Ulmfit performa worse than bidirectional lstm for text classification?

zhh210 · February 27, 2019, 5:05am

I was expecting ulmfit to perform at least as good as plain bidirectional lstm but it didn’t happen on my dataset. To be specific, I was following the text classification tutorial using ULMFIT (https://www.analyticsvidhya.com/blog/2018/11/tutorial-text-classification-ulmfit-fastai-library/) but used on my own data with 1300 sentences and 3 classes (negative, neutral, positive). However, the accuracy I got is only 50% with ULMFIT.

Some obviously weird behaviors:

The classification model doesn’t even perform well on the training data (accuracy 40%), even when I set fit_one_cycle running multiple rounds;
The plain bidirectional LSTM got accuracy of 70%.

Tchotchke · February 27, 2019, 10:40pm

Usually if performance is that far off of your expectations, it’s an indication that you did something wrong (as opposed to an issue with the algorithm itself). I’d recommend starting from the fastai IMDB notebook and see if you get better results. I’ve been using fastai’s implementation of ULMFiT for about 8 months now and have consistently found really good performance, even on challenging problems (here is a link to a blog post detailing one of these experiments)

I took a quick look at the link you referenced and one thing that I find weird is their removal of stop words - that is not something that is done with the modern techniques that use language modeling. Probably even more importantly, I see that they don’t use the learning rate finder (lr_find()) - that will have a BIG impact when using fastai. In my experience, using a sub-optimal learning rate could produce the results that you would see.

If you are getting 70% accuracy with the bidirectional LSTM, I would expect ULMFiT to be in the upper 60s (though on just a 3-class problem, I’m quite surprised that you aren’t seeing better performance)

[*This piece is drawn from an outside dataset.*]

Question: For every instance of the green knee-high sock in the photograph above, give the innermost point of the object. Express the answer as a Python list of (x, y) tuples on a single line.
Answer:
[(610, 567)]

zhh210 · February 28, 2019, 1:28am

Thank for pointing out! The accuracy does improve to 56% after applying the steps mirroring the IMDB notebook (using the classification training data to fine tune the language model). However, it still is 13% worse than bidirectional LSTM which seems bad. There are many numbers and dates in my data that probably need some special tokenization.

navneetkrch · March 15, 2019, 9:08am

Hey ZHH210,
The tutorial that you are following is going for text preprocessing and cleaning and it ends up distorting the sentences.
You do not need to do those steps and in place of that it is better to just follow steps similar to the IMDB notebook of Jeremy/fastai.

You can go through this Colab Notebook, and you will find that I have better LM (13% vs 30% accuracy) and finally that led to us getting better accuracy(90% vs 95%) as well.
Just remove the preprocessing part and update us as well after that how it impacted your performance.